Виктор Павлович задумчиво кивнул, а после этого ответил:

– Да, было бы неплохо… Ладно, Петр Архипыч, не скучай!

Стрельников сам не заметил, как поднялся наверх и устроился за своим столом. По всему было похоже, что больше ему пересекаться с ОГПУ в расследовании этих убийств не доведется. Виктор Павлович ни на секунду не сомневался в том, что чекисты продолжат копать вокруг Осипенко дальше. Может быть, даже до чего-нибудь докопаются. Разгромят организацию, в которой работали Осипенко и Митин наверняка. Пропустят через допросную коллег Митина и обязательно кого-нибудь осудят. Найдут какой-нибудь троцкистско-американско-голландский заговор по подготовке не меньше, чем вооруженного восстания в Москве. А самое неприятное, что не станут даже слушать о том, что убийство Осипенко никак не связано с тем, над чем он работал. Просто так вышло, что он пересекся с Митиным именно по работе.

 

Стрельников понял, что теперь они в этом расследовании одни с Митей Белкиным. Разве что родное ведомство решит немного помочь, но только доказательств связи между убитыми было маловато для того, чтобы начальство тратило людей на слежку. Это у ОГПУ сеть агентов по всей Москве, а у МУРа каждый человек был на счету.

***

Белкин чувствовал, что начинает клевать носом даже в трясучем кузове грузовика. Стрельников смотрел на плывшие мимо них улицы и не обращал на молодого коллегу никакого внимания. День прошел в текущих делах, быстро заслонивших для следователей череду возможно связанных убийств. Для Стрельникова это было даже к лучшему – он смог немного обдумать, куда двигаться дальше.

Теперь грузовик двигался в сторону Немецкой слободы, где в одном из приземистых старых домов, населенных фабричными и железнодорожными рабочими, скрывалось фотоателье Ивана Громова. Громов был одним из людей, запечатленных на фотокарточке, которую Белкин увидел у одноногого Чернышева.

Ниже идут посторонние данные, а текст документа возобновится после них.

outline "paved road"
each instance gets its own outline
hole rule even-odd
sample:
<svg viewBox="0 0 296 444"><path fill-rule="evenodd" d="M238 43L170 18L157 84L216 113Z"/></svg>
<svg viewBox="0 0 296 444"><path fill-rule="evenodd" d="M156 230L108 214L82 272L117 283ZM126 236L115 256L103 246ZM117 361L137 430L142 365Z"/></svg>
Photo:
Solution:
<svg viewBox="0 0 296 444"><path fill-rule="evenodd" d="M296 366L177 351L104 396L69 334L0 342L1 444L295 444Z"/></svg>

Виктор Павлович поглядывал на все менее устроенную округу с некоторым удивлением – в странном районе товарищу Громову довелось держать ателье. Немцы в Немецкой слободе давным-давно не были хоть сколько-то значительной частью населения, но после 17-года не стало и купцов с разночинцами, живших здесь в большом количестве. С тех пор Немецкая улица, которую Стрельников никак не мог приучиться называть Бауманской, и притекавшие к ней ближние кварталы постепенно превращались в трущобы, отдаленные от всей московской жизни.

Шофер остановился у нужного дома, не став даже пытаться втиснуться в тесный, загаженный двор. Белкин спрыгнул на старую разбитую брусчатку и не удержал зевок. Стрельников спрыгнул следом и огляделся вокруг. Рабочий люд возвращался со смены. Кто-то еще шел прямо, кто-то заметно пошатывался, а кто-то уже упал. Хотя Виктор Павлович отметил, что его не схватило то самое чувство непрестанного напряжения и опасности, которое было в районе Хитровки. В отличие от злой и вечно подпольной Хитровки здесь была обычная рабочая окраина. В меру разбитая и в меру дикая, но не переходящая в откровенную запущенность и брошенность.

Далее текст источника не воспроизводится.